Subjecting systems to failures is supposed to increase confidence in their stability. But why? How do you form failure hypotheses? How do you reason about their safety? Why should your organization listen to you and invest in testing your failure hypotheses?
These are some of the questions I faced during my quest to improve production stability at work. In this talk, we will discuss three questions:
How to form better hypotheses, and in particular, how to separate opinions from hypotheses? I will share some examples of overly simplistic hypotheses, testing of which may not produce desired outcomes.
How to push safety boundaries to help you increase the riskiness of your hypotheses? I will outline some tenets of increasing systems safety, before you can increase the riskiness of your hypothesis.
How to influence better trade-offs between investing in chaos engineering and everything else? How to release the constant trade-off tension that exists in most organizations, so that, you as engineer, can influence your organization to invest in chaos testing?

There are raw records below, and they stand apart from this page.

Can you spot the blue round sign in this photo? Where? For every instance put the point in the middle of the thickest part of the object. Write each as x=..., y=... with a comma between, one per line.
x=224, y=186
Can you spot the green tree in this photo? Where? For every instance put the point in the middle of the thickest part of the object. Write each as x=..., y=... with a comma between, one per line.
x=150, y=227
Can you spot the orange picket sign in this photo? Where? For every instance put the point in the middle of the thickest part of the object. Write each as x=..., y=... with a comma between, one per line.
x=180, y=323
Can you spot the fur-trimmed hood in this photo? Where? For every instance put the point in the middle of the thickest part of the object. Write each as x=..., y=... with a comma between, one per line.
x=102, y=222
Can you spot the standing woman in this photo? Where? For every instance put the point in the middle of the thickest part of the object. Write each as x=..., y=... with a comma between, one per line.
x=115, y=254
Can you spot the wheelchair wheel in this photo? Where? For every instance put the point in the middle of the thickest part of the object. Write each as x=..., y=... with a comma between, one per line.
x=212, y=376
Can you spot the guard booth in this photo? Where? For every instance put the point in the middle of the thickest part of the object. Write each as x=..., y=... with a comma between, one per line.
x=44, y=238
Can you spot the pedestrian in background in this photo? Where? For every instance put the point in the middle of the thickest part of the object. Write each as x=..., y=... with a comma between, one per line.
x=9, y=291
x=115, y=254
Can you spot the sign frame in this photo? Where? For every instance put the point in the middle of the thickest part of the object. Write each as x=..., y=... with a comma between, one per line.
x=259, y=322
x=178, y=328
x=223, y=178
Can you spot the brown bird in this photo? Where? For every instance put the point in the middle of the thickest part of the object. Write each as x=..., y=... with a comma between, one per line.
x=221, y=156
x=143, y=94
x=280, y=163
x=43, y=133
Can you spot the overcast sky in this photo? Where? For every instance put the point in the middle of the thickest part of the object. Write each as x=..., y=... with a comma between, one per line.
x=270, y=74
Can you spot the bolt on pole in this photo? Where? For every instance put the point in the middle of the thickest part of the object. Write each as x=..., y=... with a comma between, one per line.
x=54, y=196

Subbu Allamaraju @sallamar
Subbu Allamaraju is a senior technologist at the Expedia Group, where he is leading a large-scale migration of Expedia Group's travel platforms from enterprise data centers to a highly available architecture in the cloud. Subbu is a well-rounded engineer and influencer with hands-on experience in software development, architecture, distributed systems, services, internet protocols, operations, and the cloud. Over the past several years, he has helped build and empower several engineering and operations teams in these areas.